I frowned after her as she walked away. Had Nan been telling me that it was the queen’s wish that I discourage her brother’s interest? Or was that just a friendly bit of advice, given to any new-made maid of honor? I supposed it did not matter. After all, Will was still in France.
16
King Henry returned from his French war in the first week in October to a grand and glorious reunion at one of his lesser houses, a place called Otford. Will was with him, but His Grace had left Lord Lisle and Harry behind in Boulogne, along with most of the army. They were to hold that captured city for England.
Davy Seymour also returned with the king.

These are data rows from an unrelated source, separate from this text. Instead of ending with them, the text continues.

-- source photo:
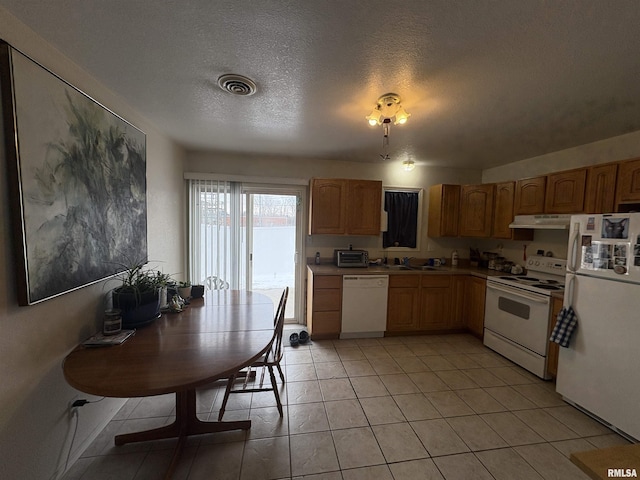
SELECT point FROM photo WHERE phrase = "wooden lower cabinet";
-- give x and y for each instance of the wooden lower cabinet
(554, 348)
(403, 303)
(476, 289)
(458, 301)
(324, 306)
(435, 303)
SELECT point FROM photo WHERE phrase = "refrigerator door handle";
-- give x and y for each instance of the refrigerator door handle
(572, 254)
(569, 289)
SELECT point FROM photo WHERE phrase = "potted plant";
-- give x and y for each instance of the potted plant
(138, 297)
(184, 289)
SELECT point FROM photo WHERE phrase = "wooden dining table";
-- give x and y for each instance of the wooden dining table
(213, 337)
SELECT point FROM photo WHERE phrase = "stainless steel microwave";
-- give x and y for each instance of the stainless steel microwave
(351, 258)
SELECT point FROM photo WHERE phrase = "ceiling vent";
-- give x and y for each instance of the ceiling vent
(237, 85)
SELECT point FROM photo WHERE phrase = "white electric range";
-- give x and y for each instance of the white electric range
(517, 312)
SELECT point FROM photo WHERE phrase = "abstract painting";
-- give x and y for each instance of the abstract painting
(77, 182)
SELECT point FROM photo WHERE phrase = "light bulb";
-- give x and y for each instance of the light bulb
(401, 116)
(374, 118)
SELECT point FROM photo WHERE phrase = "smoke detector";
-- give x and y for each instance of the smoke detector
(237, 85)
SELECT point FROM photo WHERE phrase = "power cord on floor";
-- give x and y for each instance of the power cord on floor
(74, 413)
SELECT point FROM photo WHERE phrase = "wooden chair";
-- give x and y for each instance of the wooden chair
(267, 362)
(215, 283)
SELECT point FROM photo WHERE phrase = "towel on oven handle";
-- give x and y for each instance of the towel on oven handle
(566, 323)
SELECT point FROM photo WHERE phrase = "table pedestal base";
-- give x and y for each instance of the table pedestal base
(185, 424)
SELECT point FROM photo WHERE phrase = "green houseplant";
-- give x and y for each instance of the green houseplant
(139, 295)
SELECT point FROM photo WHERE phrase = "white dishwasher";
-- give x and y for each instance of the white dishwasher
(364, 305)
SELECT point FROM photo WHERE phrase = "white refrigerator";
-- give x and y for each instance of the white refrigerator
(599, 371)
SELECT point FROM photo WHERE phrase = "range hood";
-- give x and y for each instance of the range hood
(542, 222)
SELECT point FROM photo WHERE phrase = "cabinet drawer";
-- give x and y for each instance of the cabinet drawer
(435, 280)
(327, 281)
(327, 299)
(404, 280)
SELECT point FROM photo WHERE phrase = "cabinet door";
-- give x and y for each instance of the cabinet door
(600, 193)
(476, 210)
(435, 302)
(565, 191)
(529, 199)
(628, 183)
(458, 301)
(328, 206)
(364, 206)
(474, 306)
(503, 214)
(444, 205)
(552, 355)
(403, 303)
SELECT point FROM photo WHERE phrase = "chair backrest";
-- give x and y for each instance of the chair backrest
(215, 283)
(278, 322)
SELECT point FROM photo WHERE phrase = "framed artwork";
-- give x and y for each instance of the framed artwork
(77, 182)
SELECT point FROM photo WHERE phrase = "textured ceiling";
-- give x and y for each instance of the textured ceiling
(487, 82)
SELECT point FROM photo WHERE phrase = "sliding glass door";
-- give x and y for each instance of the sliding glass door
(247, 236)
(271, 243)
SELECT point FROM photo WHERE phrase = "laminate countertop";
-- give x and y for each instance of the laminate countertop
(330, 269)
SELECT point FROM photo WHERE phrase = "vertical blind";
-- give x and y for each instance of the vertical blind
(215, 238)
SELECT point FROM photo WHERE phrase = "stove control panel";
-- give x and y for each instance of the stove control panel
(550, 265)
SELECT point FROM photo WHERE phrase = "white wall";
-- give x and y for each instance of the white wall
(612, 149)
(35, 426)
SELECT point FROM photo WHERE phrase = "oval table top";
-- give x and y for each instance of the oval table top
(212, 338)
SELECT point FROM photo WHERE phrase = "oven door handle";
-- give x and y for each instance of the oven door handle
(518, 293)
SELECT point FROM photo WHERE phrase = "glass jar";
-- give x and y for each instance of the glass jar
(112, 322)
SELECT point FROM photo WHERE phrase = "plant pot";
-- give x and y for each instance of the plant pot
(138, 309)
(197, 291)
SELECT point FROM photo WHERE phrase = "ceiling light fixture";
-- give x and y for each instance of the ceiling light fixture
(388, 108)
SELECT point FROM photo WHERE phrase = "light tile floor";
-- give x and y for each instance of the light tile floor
(397, 408)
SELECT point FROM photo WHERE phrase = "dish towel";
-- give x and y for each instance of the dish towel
(566, 323)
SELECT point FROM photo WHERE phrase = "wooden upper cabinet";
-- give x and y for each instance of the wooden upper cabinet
(476, 210)
(565, 191)
(364, 204)
(345, 207)
(503, 214)
(444, 208)
(628, 184)
(328, 202)
(600, 193)
(529, 197)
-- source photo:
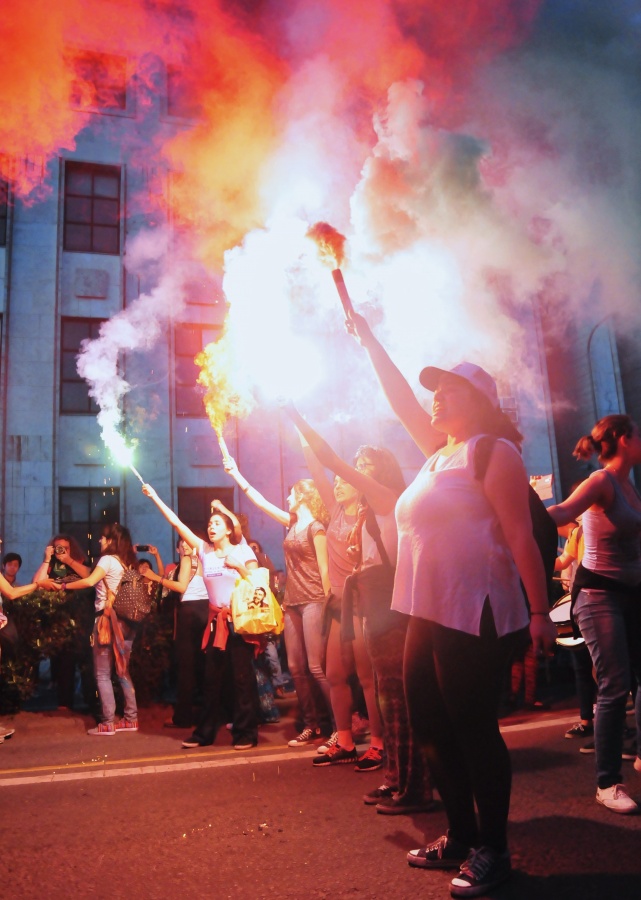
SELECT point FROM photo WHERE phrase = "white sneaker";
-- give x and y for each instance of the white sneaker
(330, 742)
(5, 733)
(307, 736)
(617, 799)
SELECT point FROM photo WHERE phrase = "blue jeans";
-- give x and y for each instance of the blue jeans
(611, 626)
(304, 644)
(103, 662)
(273, 664)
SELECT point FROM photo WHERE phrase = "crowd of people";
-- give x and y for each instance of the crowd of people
(389, 587)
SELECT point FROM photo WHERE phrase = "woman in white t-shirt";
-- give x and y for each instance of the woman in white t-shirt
(467, 612)
(117, 553)
(192, 615)
(223, 557)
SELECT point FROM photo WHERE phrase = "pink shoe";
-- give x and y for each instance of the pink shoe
(125, 725)
(104, 728)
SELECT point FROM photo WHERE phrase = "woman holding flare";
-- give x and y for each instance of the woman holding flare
(366, 618)
(223, 557)
(464, 604)
(305, 550)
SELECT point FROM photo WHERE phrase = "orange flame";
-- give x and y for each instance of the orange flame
(222, 398)
(330, 242)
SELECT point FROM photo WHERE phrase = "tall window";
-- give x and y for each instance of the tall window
(84, 511)
(100, 80)
(4, 211)
(92, 208)
(74, 396)
(194, 505)
(189, 341)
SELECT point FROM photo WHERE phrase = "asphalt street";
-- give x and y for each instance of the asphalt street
(135, 815)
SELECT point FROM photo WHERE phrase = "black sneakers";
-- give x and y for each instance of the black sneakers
(580, 730)
(482, 871)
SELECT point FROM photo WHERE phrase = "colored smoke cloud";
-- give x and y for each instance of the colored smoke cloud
(478, 156)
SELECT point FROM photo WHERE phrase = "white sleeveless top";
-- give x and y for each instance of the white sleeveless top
(452, 553)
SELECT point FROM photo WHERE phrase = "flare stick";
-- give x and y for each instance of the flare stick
(136, 473)
(339, 281)
(223, 446)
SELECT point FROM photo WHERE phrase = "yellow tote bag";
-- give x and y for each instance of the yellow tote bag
(254, 609)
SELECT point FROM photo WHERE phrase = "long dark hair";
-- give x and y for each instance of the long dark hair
(232, 537)
(119, 544)
(386, 468)
(75, 552)
(603, 440)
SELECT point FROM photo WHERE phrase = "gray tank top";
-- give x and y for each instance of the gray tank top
(612, 538)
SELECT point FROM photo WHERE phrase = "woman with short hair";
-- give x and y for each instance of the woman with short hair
(116, 555)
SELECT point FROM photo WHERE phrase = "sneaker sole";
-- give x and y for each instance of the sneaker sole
(629, 811)
(338, 762)
(419, 862)
(384, 810)
(478, 890)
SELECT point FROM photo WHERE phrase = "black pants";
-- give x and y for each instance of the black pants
(235, 661)
(191, 621)
(453, 684)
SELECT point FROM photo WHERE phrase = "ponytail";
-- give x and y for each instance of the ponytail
(603, 440)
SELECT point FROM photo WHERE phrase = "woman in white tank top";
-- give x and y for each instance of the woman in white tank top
(460, 642)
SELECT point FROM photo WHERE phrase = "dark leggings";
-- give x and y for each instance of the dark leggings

He brought with him a letter for me from Harry.
“His handwriting is as poor as mine is,” I observed.
Alys sat beside me on a window seat in the queen’s privy chamber. “What does he say?”
“That he was knighted by the king just before His Grace left for home.”
“That must have pleased his father.”
“It pleased Harry, as well.” I could tell by the bold pen strokes he’d used when writing the news.
“Was he wounded?” Belatedly, Alys looked concerned. “Knighthoods are often a reward for bravery in battle.”
I hurriedly skimmed the next lines then breathed a sigh of relief. “He says he came through the campaign without a scratch.”
“What else?”
I read on, summarizing as I went until I came to the last sentence. Then my breathing hitched and for a moment I lost the ability to speak. I must have had an addlepated look on my face because Alys seized me by the shoulders and gave me a hard shake.
“Bess! What is it?” I held out the letter, my hand atremble. Alys snatched it away from me and read the rest for herself. When she glanced up from the page, a wide grin split her face. “He says his father has agreed to a match between you and that he hopes the betrothal can be arranged as soon as he gets back to England. This is wonderful, Bess. He wants to marry you.”
“Wonderful,” I echoed.
Why, then, did I suddenly feel trapped?
I did not speak of my impending betrothal to anyone else during the next two weeks. The celebrations surrounding the king’s return continued, as did the royal progress. The court traveled to Leeds Castle, then back to Otford, and finally set off in the direction of London. Will Parr was not with us. He’d gone to visit his estates in Essex and Surrey.